In order to calculate the optimal bond portfolios we will use current and historical interest rates levels in the Danish economy. There are few types of interest rates that will be considered in our portfolio optimization work: the risk free rate, short- and long term interest rates. In the following section we will briefly introduce these types of interest rates.

The financial markets and the real economy are interrelated. In particular, price formation of bonds is determined by levels of interest rates in the economy which are set by the central bank.

As was described above, bonds and interest rates have an inverse relationship meaning that if interest rates go up then the bond prices go down. The levels of interest rates in the economy are strongly influenced by central bank’s decisions. Since introduction Euro in euro zone in 2000

“Denmark's monetary-policy objective is to hold the krone stable vis-à-vis the euro. Therefore, Danish National Bank does not base its interest-rate decisions on macroeconomic developments and normally changes its interest rates when the European Central Bank, ECB, changes the monetary-policy interest rates in the euro area” (Danish National Bank, 2003, p.87).

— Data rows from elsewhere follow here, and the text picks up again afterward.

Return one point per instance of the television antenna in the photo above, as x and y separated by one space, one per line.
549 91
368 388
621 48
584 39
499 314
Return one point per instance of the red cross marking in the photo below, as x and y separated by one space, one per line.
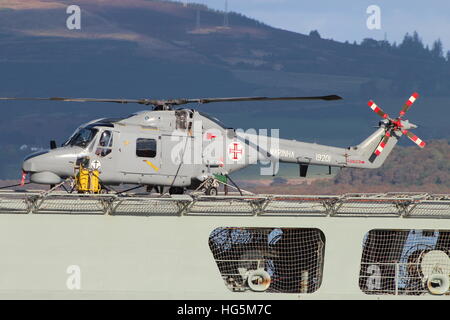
235 151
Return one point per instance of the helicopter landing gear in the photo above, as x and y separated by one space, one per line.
176 190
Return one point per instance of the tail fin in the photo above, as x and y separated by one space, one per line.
365 150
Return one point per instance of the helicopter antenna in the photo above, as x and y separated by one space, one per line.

4.5.1 Danish risk free rate

The risk free rate is essential when optimizing portfolio with riskless lending and borrowing since any small changes in the levels of risk free return lead to significant reallocations of component assets. The risk free interest rate is the interest rate that can be obtained from investing in the default-free financial instruments, which are short-term liquid government papers with a high credit rating. Danish 3-month Treasury bill (skatkammerbevis) and short term government bonds have being traditionally considered as the risk free asset in Denmark (The Federation of Danish Investment Associations). However, the T-bill program has been reduced over the last three years, and issuance stopped at the end of 2008 (Danish National Bank, 2009). Government 3- and 5-year bonds are the most currently closed products to T-bills. Therefore, they can be considered as the riskless asset.